There's a beach where a young woman lies as the tide grows ever closer to her, but there's a man in the distance listening to the sound of a seashell who catches sight of her and runs over, not saying a word. Crouching over her, he moves closer then plants his mouth over hers, resulting not in a passionate embrace but a heated struggle as she wallops him for getting so fresh with her. Suitably chased away, the man runs up the nearby stairs to the diner which is next to the beach and grabs her petticoat which is hanging on the line, then pushes it into the sand, irritating her even more. Oh, they do know one another: they both work at the diner...
One of the most notorious of the Hollywood anti-Communist movies of the fifties, or at least one of the highest profile considering it was a B-movie, Shack Out on 101 teamed at least two cult stars in a yarn which only revealed its true concerns gradually. Many have found much to laugh at here thanks to its overheated atmosphere and priceless, slangy dialogue, and it was true the trashier these ultra-patriotic flicks became, the more enjoyable they were. Nobody was going to mistake director Edward Dein's efforts here for a masterpiece, and it probably arrived a little too early for the rock 'n' roll soundtrack which might have suited it to a tee, but the jazzy strains of Paul Dunlap's score were more than adequate.
Mostly this was recalled for a meeting of minds between fifties starlet Terry Moore - she was the woman we saw at the beginning - and professional actor of violence Lee Marvin, which sends some aficionados of cult performers into rhapsodies of delight.
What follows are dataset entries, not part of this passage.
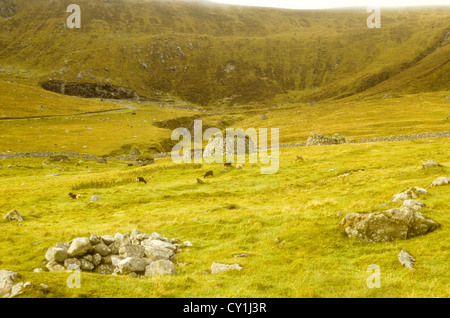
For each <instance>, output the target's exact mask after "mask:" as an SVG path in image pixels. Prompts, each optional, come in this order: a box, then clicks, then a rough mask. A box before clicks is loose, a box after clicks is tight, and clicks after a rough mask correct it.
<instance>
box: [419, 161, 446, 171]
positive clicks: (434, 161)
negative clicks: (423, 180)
mask: <svg viewBox="0 0 450 318" xmlns="http://www.w3.org/2000/svg"><path fill="white" fill-rule="evenodd" d="M432 167H441V165H440V164H438V163H437V162H436V161H434V160H427V161H424V162H422V168H424V169H427V168H432Z"/></svg>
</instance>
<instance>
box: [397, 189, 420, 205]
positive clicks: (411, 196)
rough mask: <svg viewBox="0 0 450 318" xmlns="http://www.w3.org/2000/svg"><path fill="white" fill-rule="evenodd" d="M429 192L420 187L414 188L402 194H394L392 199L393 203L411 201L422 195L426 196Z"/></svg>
mask: <svg viewBox="0 0 450 318" xmlns="http://www.w3.org/2000/svg"><path fill="white" fill-rule="evenodd" d="M426 193H427V190H425V189H423V188H419V187H412V188H409V189H408V190H406V191H405V192H400V193H397V194H394V196H393V197H392V202H397V201H404V200H410V199H416V198H418V197H419V196H420V195H422V194H426Z"/></svg>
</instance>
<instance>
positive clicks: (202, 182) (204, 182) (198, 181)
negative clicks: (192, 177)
mask: <svg viewBox="0 0 450 318" xmlns="http://www.w3.org/2000/svg"><path fill="white" fill-rule="evenodd" d="M196 179H197V183H199V184H204V183H205V181H203V180H202V179H200V178H199V177H196Z"/></svg>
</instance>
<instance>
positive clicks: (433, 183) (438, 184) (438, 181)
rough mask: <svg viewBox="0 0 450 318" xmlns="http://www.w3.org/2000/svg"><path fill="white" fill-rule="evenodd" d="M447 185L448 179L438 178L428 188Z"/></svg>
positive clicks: (449, 178)
mask: <svg viewBox="0 0 450 318" xmlns="http://www.w3.org/2000/svg"><path fill="white" fill-rule="evenodd" d="M449 183H450V177H439V178H437V179H436V180H434V181H433V182H432V183H431V184H430V187H437V186H443V185H447V184H449Z"/></svg>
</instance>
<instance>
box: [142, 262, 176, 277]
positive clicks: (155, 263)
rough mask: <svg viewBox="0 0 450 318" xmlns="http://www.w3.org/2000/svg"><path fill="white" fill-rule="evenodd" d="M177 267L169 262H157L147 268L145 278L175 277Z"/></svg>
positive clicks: (145, 273)
mask: <svg viewBox="0 0 450 318" xmlns="http://www.w3.org/2000/svg"><path fill="white" fill-rule="evenodd" d="M176 273H177V271H176V269H175V265H174V264H173V263H172V262H171V261H169V260H157V261H154V262H152V263H151V264H150V265H148V266H147V267H145V276H155V275H174V274H176Z"/></svg>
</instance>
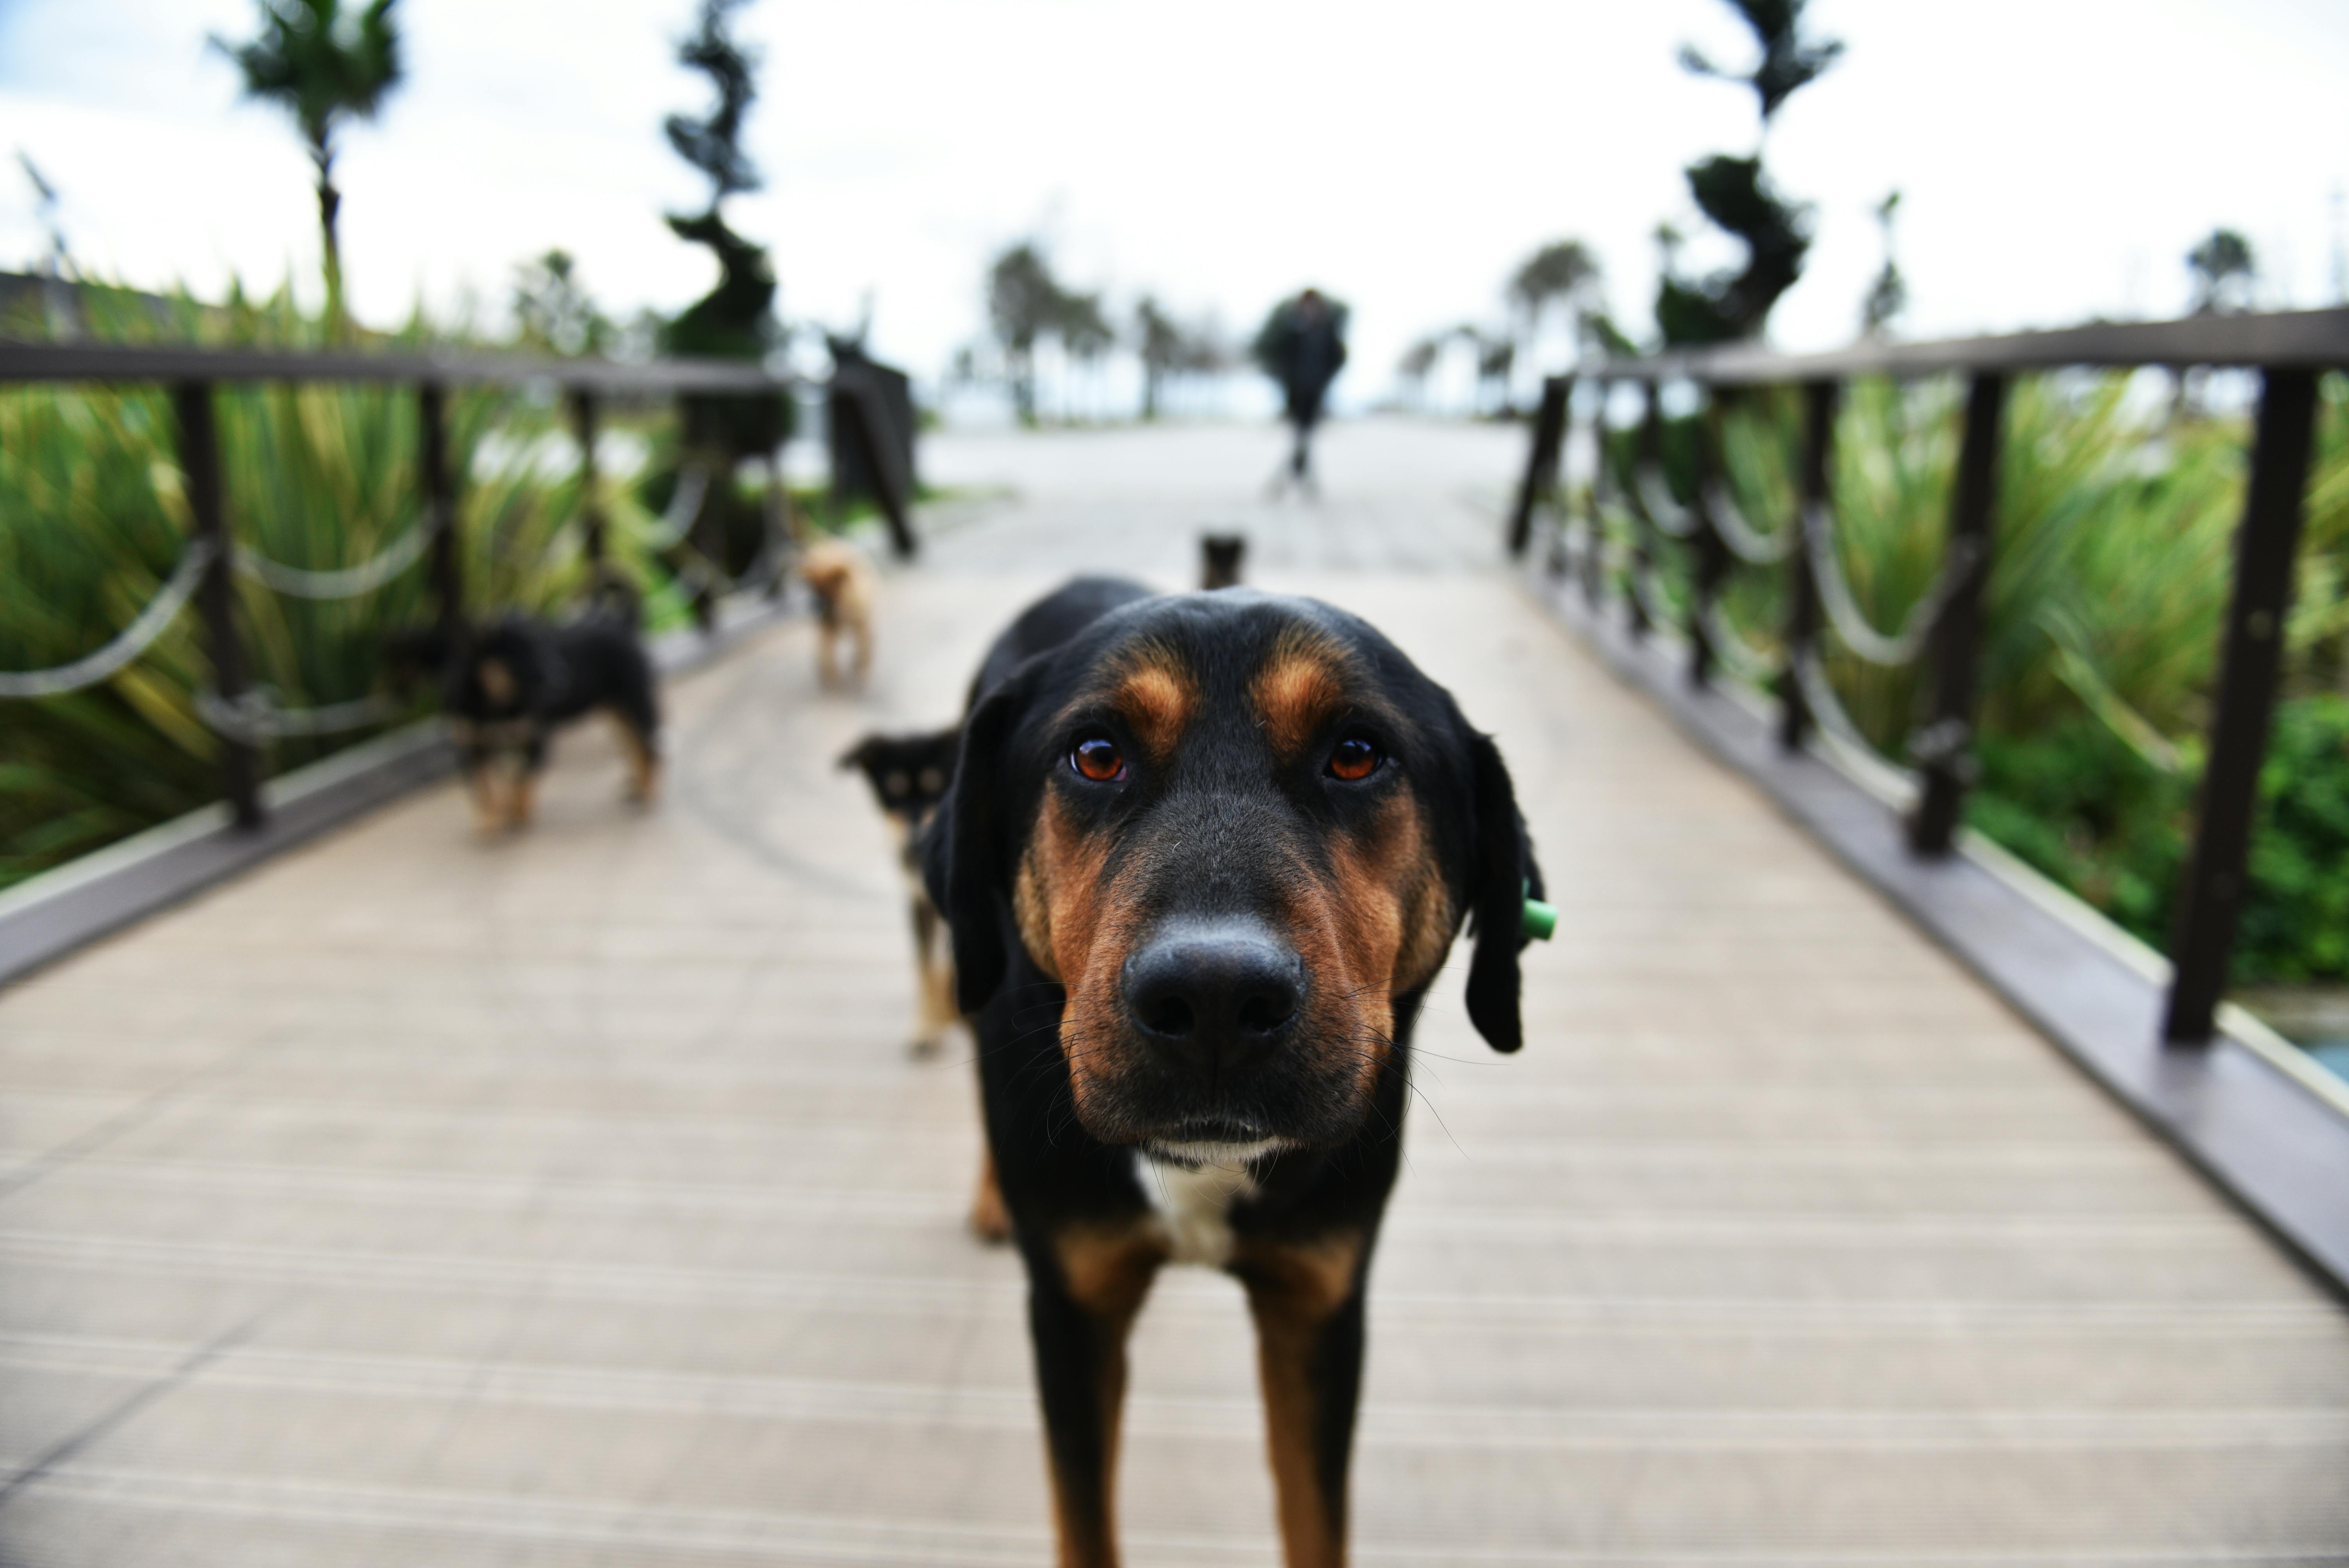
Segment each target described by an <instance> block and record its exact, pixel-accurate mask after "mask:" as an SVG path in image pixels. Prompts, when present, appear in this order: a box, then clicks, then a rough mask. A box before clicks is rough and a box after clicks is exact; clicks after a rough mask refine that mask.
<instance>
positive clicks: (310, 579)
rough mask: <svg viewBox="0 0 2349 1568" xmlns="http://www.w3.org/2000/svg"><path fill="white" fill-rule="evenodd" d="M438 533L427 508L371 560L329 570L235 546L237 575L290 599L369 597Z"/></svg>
mask: <svg viewBox="0 0 2349 1568" xmlns="http://www.w3.org/2000/svg"><path fill="white" fill-rule="evenodd" d="M439 530H442V519H439V514H437V512H435V509H428V512H425V516H420V519H418V521H416V526H413V528H409V530H406V533H402V535H399V538H397V540H392V542H390V545H388V547H385V549H383V552H381V554H376V556H373V559H371V561H359V563H357V566H336V568H331V570H310V568H308V566H287V563H284V561H270V559H268V556H265V554H261V552H256V549H247V547H244V545H237V554H235V561H237V570H240V573H244V575H247V577H254V580H256V582H263V584H268V587H270V589H275V592H280V594H287V596H291V599H357V596H359V594H373V592H376V589H378V587H383V584H385V582H390V580H392V577H397V575H399V573H404V570H409V568H411V566H416V559H418V556H423V552H425V545H430V542H432V535H435V533H439Z"/></svg>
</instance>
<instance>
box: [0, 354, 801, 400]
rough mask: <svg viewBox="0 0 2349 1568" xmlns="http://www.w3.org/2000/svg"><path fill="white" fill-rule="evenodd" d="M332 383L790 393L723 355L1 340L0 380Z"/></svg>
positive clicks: (784, 379) (661, 392) (606, 389)
mask: <svg viewBox="0 0 2349 1568" xmlns="http://www.w3.org/2000/svg"><path fill="white" fill-rule="evenodd" d="M31 380H99V383H122V380H167V383H181V380H202V383H242V380H291V383H308V380H331V383H395V385H425V383H432V385H503V387H524V385H559V387H568V390H578V392H594V394H606V397H608V394H630V392H644V394H679V392H787V390H792V387H796V385H801V378H796V376H775V373H773V371H768V369H766V366H759V364H738V361H728V359H646V361H620V359H557V357H552V354H489V352H479V350H385V352H371V350H289V347H204V345H193V343H0V383H31Z"/></svg>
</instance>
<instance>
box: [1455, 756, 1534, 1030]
mask: <svg viewBox="0 0 2349 1568" xmlns="http://www.w3.org/2000/svg"><path fill="white" fill-rule="evenodd" d="M1468 756H1470V765H1473V772H1475V779H1473V786H1470V789H1473V805H1475V843H1473V845H1470V854H1473V857H1475V883H1473V885H1470V894H1468V899H1470V906H1468V908H1470V927H1473V932H1475V953H1473V955H1470V960H1468V1021H1470V1023H1475V1033H1480V1035H1485V1045H1489V1047H1492V1049H1496V1052H1513V1049H1517V1047H1520V1045H1525V1028H1522V1023H1520V1021H1517V951H1520V948H1522V946H1525V901H1527V899H1539V897H1541V892H1543V890H1541V866H1536V864H1534V843H1532V838H1527V833H1525V817H1522V815H1520V812H1517V791H1515V789H1510V782H1508V765H1506V763H1501V749H1499V746H1494V744H1492V737H1489V735H1475V732H1470V737H1468Z"/></svg>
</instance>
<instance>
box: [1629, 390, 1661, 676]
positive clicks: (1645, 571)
mask: <svg viewBox="0 0 2349 1568" xmlns="http://www.w3.org/2000/svg"><path fill="white" fill-rule="evenodd" d="M1642 394H1644V397H1642V408H1640V446H1637V453H1635V455H1633V472H1630V481H1633V486H1637V484H1640V472H1642V469H1647V467H1654V469H1656V472H1658V477H1661V474H1663V383H1661V380H1649V383H1642ZM1654 568H1656V535H1654V521H1651V519H1649V514H1647V495H1640V493H1637V488H1635V491H1633V505H1630V634H1633V636H1635V638H1642V636H1647V634H1649V627H1654V617H1651V615H1649V613H1647V594H1642V592H1640V584H1642V582H1644V580H1647V575H1649V573H1651V570H1654Z"/></svg>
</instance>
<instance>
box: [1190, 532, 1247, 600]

Moore, who may or may not have been married to Howard Hughes but definitely caught the eye of Mighty Joe Young, was as wholesome as she ever played in this instance, but she was a popular tabloid fixture of the era which is likely why that disparity between her image on and off screen won her so many fans. Marvin, well, you would know who he was if you had watched much of the output of Hollywood between the fifties and the early eighties where a strapping man of action was necessary.
A man of violent action, that was, for there were few actors more capable at conveying a sense of physical threat than Marvin in his day, which was why he was cast as Slob, the brutish greasy spoon cook who hides a secret from his colleagues. Moore's Kotty is the girlfriend of hassled college professor Sam Bastion (Frank Lovejoy), and aspiring to better herself with a college degree, but in the meantime she is waitressing at the diner, though quite why anyone would visit the place when it's so off the beaten track is a mystery Dein and his wife, who co-wrote the screenplay, never solved. In fact, the only customers we see are those who are wrapped up with the main espionage plot.
Which is odd enough in itself because the all-American setting was about as far from the usual Cold War movie locations that it was possible to get. The warning was the old Reds under the bed one, telling the public that no matter where you went in your native land there was always a possibility the most ordinary looking folks could be harbouring Communist leanings, and may even be spies - no wonder the world was so paranoid at the time, not that it's any the less paranoid now. Yet since there's not a lot of budget to spare, much of Shack Out on 101 took the form of intense conversations between the characters, whether they be the diner owner Keenan Wynn and his shellshocked from World War II pal Whit Bissell, or Kotty fending off Slob's obnoxious advances. There's even weird bits of business such as Marvin and Wynn working out but hiding from Moore when they think she will see them topless, or the testing out of scuba equipment, all in the diner. This does build to a threatening denouement thanks to Marvin's capacity for beatings, but was mostly an oddball relic, which was its charm.